The clinical characteristics of RA patients are presented in Table 3. The majority of RA patients (89.1%) were seropositive (positive rheumatoid factor and/or ACPA). The mean disease duration was 11.47±8.59 years. RA disease activity (DAS28-CRP score) was associated with the severity of PD. Moderate to severe periodontal disease (stage II–IV) was observed in 88.9% of participants with high RA disease activity, as compared to 42.9% of patients in remission (P=0.042) (Figure 1). RA patients in remission, as compared to patients with higher clinical RA disease activity, had a lower mean CAL (1.67±0.78 vs. 2.39±0.89 mm, P=0.045). Similarly, the self-reported impact of RA disease activity represented by the RAID score was associated with CAL. A RAID value indicating remission as compared to higher disease activity was associated with a significantly lower mean CAL (1.87±0.8 vs. 2.43±0.9 mm, P=0.046).

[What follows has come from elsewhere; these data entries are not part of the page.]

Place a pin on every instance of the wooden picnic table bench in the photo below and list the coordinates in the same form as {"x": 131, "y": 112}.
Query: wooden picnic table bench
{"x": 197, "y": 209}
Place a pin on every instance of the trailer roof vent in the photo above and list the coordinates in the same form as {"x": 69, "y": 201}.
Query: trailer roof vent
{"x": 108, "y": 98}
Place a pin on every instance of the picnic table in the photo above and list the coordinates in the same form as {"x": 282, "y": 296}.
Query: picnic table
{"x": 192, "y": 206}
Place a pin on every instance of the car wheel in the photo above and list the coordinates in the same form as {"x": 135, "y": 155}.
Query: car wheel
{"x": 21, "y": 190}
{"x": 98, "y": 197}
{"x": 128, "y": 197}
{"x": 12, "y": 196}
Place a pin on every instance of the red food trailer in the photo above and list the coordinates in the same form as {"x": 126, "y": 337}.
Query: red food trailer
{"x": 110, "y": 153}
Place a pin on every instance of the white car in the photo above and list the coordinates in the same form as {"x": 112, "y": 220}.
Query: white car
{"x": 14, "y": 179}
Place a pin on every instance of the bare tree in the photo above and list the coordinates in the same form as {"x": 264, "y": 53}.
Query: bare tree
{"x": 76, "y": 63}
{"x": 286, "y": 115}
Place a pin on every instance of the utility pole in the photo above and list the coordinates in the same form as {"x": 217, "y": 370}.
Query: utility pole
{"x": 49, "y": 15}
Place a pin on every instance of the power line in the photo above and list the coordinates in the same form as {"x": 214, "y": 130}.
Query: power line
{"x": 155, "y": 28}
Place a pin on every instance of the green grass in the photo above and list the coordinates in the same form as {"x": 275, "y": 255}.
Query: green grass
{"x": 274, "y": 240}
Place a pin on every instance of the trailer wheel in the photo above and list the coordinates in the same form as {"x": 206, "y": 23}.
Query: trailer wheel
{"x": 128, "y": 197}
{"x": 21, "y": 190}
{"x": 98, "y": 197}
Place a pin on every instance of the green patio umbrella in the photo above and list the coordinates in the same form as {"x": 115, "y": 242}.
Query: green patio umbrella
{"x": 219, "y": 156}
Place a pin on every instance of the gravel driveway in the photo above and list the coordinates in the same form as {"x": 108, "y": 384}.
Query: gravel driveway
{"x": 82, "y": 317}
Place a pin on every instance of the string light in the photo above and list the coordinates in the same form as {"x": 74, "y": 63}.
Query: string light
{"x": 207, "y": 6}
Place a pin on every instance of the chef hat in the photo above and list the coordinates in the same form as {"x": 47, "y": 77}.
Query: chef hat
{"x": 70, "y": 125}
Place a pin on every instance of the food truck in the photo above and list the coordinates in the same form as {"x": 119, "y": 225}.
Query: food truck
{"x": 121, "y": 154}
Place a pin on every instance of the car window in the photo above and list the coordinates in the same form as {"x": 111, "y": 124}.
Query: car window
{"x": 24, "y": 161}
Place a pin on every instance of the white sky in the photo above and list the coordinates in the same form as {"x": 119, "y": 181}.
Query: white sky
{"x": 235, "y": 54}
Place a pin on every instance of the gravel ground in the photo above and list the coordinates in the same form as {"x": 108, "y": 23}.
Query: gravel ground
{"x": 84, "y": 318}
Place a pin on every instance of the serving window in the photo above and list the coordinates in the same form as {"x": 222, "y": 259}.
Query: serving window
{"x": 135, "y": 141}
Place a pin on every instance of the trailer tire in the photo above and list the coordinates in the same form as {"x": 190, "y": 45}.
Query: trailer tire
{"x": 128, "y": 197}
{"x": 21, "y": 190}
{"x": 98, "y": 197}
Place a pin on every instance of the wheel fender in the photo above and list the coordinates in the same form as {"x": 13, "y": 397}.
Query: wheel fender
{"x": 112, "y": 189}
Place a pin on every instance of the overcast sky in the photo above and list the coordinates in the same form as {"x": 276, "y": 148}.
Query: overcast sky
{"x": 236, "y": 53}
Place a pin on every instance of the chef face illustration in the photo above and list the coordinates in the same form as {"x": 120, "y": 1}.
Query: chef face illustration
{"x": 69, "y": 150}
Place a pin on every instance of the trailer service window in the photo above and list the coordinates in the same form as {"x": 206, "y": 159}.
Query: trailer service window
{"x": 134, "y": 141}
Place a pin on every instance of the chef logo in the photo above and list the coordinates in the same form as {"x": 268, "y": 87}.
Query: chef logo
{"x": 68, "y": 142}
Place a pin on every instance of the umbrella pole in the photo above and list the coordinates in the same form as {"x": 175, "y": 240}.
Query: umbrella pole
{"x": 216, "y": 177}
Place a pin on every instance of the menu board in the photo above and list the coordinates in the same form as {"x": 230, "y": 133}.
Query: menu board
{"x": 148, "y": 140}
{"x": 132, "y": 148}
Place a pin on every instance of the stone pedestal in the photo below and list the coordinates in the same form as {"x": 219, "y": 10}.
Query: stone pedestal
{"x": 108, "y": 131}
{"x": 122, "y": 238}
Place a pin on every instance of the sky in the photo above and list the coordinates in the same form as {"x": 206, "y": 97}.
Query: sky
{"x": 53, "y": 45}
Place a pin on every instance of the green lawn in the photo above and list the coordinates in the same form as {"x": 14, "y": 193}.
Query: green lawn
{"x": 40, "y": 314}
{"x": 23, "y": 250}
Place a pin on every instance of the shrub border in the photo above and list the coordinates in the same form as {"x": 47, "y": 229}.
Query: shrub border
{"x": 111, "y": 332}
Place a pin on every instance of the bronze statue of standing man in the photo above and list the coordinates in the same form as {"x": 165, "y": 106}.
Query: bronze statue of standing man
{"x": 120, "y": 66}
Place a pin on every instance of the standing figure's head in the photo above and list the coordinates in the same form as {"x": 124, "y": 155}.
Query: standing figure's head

Table 3. Rheumatoid arthritis clinical status and treatment in participants with PD+RA (n=64).

Variables Values
Rheumatoid factor/ACPA
Seropositive 57 (89.1)
Duration of RA disease (yr) 11.47±8.59
Disease activity (DAS28-CRP score) 4.37±1.27
Remission 7 (10.9)
Low activity 3 (4.7)
Moderate activity 36 (56.3)
High activity 18 (28.1)
Self-reported impact of disease (RAID score) 4.68±2.16
Remission 13 (20.3)
Low activity 7 (10.9)
Moderate activity 28 (43.8)
High activity 16 (25.0)
HAQ score 0.85±0.64
Glucocorticoid therapy
No glucocorticoids 21 (32.8)
Glucocorticoids 43 (67.2)
Glucocorticoid dosage (mg/day) 5.77±2.74
Low dose, ≤7.5 28 (65.1)
Mean dose, >7.5 and ≤15 15 (34.9)
High dose, >15 0 (0.0)
Type of RA therapy
sDMARDs 58 (90.63)
bDMARDs 26 (40.63)
bDMARDs in combination with sDMARDs 24 (37.5)
bDMARDs in combination with glucocorticoids 18 (28.13)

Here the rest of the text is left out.